Implementing a very basic trie


#1

I’m trying to implement a very basic trie with a positive value stored at every node, -1 if no value is present.

Here is a simple insertion code that i wrote.


struct Node {
    chars: HashMap<char, Node>,
    val: i32,
}

struct Trie {
    root: Node,
}
 
impl Trie {

fn add_string(&mut self, string: String, val: i32) {
        let mut current_node = &mut self.root;
        for c in string.chars(){
            let new_node = & mut (current_node.chars.entry(c).or_insert(Node {
                chars: HashMap::new(),
                val: -1,
                });
            current_node = new_node;
         }
        current_node.val = val;
        }
    }
}

Obviously this doesn’t work because of borrow issues. What is the best way to do this trivial case of insertion into trie, without recusrion.


#2

Amusingly, the functional approach with Iterator::fold seems more amicable for the borrow checker:

fn add_string(&mut self, string: String, val: i32) {
    let mut last_node = string.chars().fold(&mut self.root, |current_node, c| {
        current_node.chars.entry(c).or_insert(Node {
            chars: HashMap::new(),
            val: -1,
        })
    });
    last_node.val = val;
}

#3

You can make this work with imperative code too, but you need to know about a trick.

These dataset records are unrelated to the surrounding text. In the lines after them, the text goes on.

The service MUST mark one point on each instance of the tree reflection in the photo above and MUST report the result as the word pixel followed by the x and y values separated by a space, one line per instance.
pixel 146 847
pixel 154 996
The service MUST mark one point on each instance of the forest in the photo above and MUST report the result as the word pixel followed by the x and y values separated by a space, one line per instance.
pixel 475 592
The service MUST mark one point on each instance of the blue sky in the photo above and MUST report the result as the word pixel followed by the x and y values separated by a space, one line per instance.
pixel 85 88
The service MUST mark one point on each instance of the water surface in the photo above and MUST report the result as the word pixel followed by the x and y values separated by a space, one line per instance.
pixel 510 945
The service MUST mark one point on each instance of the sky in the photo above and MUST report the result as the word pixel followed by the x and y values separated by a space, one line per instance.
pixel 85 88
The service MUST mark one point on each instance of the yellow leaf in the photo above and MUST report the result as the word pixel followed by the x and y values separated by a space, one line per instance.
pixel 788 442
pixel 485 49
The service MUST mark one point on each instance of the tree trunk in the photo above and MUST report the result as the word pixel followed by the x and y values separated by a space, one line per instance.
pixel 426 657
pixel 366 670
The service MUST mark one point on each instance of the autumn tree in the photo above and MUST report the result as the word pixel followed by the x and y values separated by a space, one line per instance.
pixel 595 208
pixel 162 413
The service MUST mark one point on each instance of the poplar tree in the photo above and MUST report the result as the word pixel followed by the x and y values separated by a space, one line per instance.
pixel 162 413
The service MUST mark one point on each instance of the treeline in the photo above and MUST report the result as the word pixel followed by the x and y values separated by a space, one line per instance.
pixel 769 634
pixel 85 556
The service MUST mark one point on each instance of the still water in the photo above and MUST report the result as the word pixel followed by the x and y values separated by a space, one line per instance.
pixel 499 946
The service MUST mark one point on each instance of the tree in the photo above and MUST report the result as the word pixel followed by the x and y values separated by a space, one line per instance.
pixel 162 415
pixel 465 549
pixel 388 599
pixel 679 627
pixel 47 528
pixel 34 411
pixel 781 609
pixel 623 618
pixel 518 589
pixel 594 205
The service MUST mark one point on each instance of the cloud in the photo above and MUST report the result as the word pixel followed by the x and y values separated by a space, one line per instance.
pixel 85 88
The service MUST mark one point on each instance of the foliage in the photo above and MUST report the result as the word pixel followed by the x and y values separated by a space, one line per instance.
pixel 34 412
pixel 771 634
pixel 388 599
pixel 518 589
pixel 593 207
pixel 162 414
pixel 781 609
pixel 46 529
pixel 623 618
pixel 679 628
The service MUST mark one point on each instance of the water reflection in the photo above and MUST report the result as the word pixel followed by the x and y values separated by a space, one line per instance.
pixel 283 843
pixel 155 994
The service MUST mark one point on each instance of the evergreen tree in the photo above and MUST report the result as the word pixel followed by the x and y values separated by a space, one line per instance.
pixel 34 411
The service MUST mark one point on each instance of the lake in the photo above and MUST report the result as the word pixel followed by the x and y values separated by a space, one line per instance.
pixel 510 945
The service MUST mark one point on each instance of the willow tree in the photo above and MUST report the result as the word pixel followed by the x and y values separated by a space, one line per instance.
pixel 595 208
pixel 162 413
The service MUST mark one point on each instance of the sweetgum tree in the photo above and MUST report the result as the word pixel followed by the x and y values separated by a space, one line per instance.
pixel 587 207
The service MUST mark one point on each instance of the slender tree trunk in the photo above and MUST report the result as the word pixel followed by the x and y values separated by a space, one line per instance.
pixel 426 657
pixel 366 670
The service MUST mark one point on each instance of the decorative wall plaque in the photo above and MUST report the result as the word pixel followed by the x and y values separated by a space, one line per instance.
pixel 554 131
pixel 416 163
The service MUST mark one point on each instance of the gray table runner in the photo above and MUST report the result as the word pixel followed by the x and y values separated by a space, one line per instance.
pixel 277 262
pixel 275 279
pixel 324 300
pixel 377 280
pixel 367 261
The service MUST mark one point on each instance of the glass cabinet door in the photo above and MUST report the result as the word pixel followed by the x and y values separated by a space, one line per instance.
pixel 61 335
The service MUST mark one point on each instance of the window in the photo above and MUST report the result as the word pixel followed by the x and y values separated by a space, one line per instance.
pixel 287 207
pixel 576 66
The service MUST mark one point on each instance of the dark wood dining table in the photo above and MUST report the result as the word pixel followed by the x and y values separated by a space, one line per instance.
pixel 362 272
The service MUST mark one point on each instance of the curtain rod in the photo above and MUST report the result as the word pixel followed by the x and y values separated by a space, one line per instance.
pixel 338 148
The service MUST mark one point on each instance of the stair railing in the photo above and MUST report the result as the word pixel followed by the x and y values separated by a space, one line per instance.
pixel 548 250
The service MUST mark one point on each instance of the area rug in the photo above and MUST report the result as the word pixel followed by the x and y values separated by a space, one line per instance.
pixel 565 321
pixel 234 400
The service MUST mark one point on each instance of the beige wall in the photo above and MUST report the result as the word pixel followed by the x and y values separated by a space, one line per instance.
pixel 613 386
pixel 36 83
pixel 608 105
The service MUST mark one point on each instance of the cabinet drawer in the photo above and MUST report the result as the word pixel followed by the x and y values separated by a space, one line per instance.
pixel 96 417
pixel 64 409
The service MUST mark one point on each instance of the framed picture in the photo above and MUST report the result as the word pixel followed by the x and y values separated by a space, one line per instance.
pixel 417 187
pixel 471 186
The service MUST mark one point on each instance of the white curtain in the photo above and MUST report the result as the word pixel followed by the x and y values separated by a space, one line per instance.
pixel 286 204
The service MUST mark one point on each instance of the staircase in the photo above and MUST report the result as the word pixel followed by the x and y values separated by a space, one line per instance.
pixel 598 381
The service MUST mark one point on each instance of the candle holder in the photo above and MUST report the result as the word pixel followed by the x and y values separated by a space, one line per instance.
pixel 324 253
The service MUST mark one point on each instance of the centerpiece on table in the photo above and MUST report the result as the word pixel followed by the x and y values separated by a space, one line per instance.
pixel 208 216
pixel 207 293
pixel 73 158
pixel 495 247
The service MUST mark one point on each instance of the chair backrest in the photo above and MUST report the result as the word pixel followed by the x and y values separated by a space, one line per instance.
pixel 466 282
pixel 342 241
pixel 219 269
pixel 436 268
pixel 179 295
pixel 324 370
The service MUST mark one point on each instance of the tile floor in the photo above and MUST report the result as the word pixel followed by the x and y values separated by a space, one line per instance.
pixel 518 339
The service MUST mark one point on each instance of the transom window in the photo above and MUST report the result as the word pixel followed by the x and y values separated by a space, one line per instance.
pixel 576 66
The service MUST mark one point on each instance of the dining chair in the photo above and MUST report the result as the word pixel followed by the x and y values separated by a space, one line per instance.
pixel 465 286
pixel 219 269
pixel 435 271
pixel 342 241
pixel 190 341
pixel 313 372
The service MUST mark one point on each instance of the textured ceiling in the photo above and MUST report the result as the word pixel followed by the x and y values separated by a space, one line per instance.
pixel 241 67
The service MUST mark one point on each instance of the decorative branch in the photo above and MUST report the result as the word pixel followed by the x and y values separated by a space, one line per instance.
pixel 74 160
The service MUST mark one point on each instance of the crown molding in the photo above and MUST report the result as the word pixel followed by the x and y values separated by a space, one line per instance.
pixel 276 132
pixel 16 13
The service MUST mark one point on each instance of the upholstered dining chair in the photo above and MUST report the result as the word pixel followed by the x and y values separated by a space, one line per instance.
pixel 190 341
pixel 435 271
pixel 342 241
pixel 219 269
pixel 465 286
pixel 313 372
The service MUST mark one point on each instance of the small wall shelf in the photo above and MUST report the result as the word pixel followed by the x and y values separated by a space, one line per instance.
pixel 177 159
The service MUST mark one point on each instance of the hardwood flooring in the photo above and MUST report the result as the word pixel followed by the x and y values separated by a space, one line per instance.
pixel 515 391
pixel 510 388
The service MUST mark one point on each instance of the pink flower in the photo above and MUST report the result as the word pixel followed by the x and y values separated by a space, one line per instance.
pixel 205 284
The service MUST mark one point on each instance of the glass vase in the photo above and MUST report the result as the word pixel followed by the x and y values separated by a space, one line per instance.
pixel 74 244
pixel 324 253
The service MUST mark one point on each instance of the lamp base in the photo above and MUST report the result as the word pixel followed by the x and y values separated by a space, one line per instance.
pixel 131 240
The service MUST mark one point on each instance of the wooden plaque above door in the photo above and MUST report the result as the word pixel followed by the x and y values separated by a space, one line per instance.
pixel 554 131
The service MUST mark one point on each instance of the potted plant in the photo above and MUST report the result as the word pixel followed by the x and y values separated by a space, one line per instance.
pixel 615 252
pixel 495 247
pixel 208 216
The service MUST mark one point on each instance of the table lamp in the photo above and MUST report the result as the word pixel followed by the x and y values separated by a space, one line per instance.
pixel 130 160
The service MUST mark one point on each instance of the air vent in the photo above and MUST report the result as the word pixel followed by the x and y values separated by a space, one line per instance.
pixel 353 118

First, here’s the code:

use std::collections::HashMap;

#[derive(Debug)]
struct Node {
    chars: HashMap<char, Node>,
    val: Option<i32>,
}

#[derive(Debug)]
struct Trie {
    root: Node,
}

impl Trie {
    fn new() -> Trie {
        Trie {
            root: Node {
                chars: HashMap::new(),
                val: None,
            },
        }
    }
    
    fn add_string(&mut self, string: String, val: i32) {
        let mut current_node = &mut self.root;
        for c in string.chars() {
            current_node = moving(current_node).chars
                .entry(c)
                .or_insert(Node {
                    chars: HashMap::new(),
                    val: None,
                });
        }
        current_node.val = Some(val);
    }
}

fn moving<T>(t: T) -> T { t }

fn main() {
    let mut trie = Trie::new();
    trie.add_string("foo".to_string(), 1);
    trie.add_string("foobar".to_string(), 2);
    println!("{:#?}", trie);
}

Playground: https://is.gd/EHRe8Q

The trick is to force Rust to move current_node instead of reborrowing it. The moving function (which is just the identity function) does just that. @bluss describes it wonderfully here: http://bluss.github.io/rust/fun/2015/10/11/stuff-the-identity-function-does/


#4

(Unrelated to the question) A few suggestions to make your code better and more idiomatic:

You don’t have to do tricks like this in Rust, 'cause Rut has first-class optional values. You can use Option<u32> and be sure that you (a) never forget to check for a missing value (b) never accidentally pass a negative number where it has a special value.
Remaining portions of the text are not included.